The Next HIP Workshop

New unsolved problems seem to arise every day when dealing with digitizing historical documents. We expect to see many novel methods to handle these problems in future HIP sessions. There is also a strong interest in increasing participation by librarians and archivists. Currently, HIP'15 is being planned to occur with ICDAR 2015 in Tunis, Tunisia, September 26 - 30, 2015. Please consider submitting your research for presentation, or just attending to interact with other researchers working in the cross-section of historic documents and digital libraries.

References

2nd International Workshop on Historical Document Imaging and Processing (HIP'13), Washington, DC, USA, August 24, 2013 (website).
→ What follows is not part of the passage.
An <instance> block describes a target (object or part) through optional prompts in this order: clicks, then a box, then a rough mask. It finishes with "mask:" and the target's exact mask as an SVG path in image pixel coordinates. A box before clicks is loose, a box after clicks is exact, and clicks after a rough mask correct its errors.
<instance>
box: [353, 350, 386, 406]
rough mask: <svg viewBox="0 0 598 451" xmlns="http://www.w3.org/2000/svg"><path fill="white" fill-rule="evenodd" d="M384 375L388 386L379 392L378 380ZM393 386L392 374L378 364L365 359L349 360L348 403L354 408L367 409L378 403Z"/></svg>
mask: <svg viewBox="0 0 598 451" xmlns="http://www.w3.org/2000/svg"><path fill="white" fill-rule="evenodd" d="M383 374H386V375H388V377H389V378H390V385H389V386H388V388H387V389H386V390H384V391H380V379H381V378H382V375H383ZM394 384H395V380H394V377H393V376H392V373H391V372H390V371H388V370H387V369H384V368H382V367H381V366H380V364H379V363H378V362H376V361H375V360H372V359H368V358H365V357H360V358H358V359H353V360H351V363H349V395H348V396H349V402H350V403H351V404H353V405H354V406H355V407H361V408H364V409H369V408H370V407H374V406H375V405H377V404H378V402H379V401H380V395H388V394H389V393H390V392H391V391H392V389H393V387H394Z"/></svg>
ACM Digital Library. (2013). "Proceedings of the 2nd International Workshop on Historical Document Imaging and Processing". ACM, New York.

About the Author

George V. Landon is an Associate Professor in Computer Science at Eastern Kentucky University. He received a Ph.D. in Computer Science from the University of Kentucky. His research focus is in computer vision and image processing with particular applications in the digital humanities. He is particularly interested in developing new methods to virtually restore documents and photographs.